The Breath Courses Through Us (2013) is a documentary film about the early 1960s avant-garde jazz group, the New York Art Quartet. The film focuses on the group’s 35-year reunion, while reaching back through their recollections of their foundations and innovative musical ideas. The year 2014 is the 50th anniversary of this group, and a revolutionary period in jazz music, which declared its existence in the October Revolution in Jazz, in October 1964.
The Breath Courses Through Us mirrors the newly open improvisationary style of “free jazz” that subverted the traditional structure of jazz. Unfolding in free time and enveloped in their music, the film helps the viewer better understand the human element of the creative process, by focusing on their interactions in the present.

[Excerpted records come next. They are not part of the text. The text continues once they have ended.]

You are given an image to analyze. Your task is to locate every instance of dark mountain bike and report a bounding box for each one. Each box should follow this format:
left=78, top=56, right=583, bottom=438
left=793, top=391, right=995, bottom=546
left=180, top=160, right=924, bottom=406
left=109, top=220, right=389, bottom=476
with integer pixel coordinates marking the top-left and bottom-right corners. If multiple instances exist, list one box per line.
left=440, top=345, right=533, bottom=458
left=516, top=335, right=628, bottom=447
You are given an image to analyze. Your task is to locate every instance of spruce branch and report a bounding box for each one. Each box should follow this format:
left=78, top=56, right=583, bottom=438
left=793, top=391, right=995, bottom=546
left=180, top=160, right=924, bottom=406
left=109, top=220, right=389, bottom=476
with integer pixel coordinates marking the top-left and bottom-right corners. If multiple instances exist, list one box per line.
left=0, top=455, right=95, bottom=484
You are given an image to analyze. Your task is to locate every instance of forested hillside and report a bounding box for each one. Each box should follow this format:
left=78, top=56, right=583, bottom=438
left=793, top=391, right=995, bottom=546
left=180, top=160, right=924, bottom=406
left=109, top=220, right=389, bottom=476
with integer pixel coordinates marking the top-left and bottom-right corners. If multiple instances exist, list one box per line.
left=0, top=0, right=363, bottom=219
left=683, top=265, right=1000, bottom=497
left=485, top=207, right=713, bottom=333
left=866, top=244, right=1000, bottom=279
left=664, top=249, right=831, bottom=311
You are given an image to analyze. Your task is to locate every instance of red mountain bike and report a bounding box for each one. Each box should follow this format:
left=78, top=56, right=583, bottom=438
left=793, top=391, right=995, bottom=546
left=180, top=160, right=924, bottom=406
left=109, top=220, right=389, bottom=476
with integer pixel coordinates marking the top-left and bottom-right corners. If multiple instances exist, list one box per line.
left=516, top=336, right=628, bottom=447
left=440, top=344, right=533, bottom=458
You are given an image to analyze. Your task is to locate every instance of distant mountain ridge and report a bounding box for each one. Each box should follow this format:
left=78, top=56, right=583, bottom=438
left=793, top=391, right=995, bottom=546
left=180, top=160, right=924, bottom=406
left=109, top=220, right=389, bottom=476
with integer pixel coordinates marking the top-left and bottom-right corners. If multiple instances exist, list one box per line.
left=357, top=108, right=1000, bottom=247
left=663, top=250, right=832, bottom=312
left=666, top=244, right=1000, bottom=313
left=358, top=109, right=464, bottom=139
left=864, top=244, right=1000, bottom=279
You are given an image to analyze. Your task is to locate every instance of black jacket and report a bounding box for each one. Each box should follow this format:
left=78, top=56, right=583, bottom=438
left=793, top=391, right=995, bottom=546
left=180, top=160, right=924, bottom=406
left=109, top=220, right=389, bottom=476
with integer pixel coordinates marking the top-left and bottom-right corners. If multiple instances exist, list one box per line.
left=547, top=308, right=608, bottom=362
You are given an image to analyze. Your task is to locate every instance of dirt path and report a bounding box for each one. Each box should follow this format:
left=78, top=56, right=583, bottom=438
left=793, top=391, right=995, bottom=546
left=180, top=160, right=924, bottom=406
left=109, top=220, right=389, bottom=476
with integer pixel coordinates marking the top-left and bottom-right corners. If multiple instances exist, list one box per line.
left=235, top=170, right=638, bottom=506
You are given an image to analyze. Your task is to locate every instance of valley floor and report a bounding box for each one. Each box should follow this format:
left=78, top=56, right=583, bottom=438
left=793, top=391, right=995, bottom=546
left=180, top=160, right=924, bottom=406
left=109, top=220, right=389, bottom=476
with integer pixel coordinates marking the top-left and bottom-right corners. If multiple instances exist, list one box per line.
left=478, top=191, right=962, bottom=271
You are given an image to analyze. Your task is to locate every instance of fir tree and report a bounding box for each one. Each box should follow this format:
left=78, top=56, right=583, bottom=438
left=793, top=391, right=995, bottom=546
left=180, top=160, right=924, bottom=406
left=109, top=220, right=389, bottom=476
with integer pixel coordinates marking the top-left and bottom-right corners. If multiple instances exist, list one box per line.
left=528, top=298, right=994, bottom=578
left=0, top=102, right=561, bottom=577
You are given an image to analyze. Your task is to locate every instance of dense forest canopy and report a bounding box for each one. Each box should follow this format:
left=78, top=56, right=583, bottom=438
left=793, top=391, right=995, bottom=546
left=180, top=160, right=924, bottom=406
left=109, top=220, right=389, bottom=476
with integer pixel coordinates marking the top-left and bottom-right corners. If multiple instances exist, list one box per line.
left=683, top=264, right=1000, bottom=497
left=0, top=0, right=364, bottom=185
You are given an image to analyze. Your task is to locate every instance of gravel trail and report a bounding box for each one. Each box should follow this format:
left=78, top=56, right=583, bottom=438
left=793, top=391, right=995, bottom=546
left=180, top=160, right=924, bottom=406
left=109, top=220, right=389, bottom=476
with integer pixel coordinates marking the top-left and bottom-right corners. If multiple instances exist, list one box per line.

The New York Art Quartet was a pioneering jazz group in the early 1960s. Consisting of John Tchicai (saxophone), Roswell Rudd (trombone) and Milford Graves (percussion), the group formed in 1964 and lasted only until the end of 1965. This core of three worked with many bass players, including Reggie Workman. Poet Amiri Baraka often read his poetry at their gigs, and read his famous poem,Black Dada Nihilismus, on the group’s first album. Both Workman and Baraka joined the New York Art Quartet for the group’s reunion and are featured in this film as well. The late saxophonist Steve Lacy, guitarist Pierre Dørge of the New Jungle Orchestra (Denmark), and WKCR jazz historian Ben Young puts everything into historical perspective.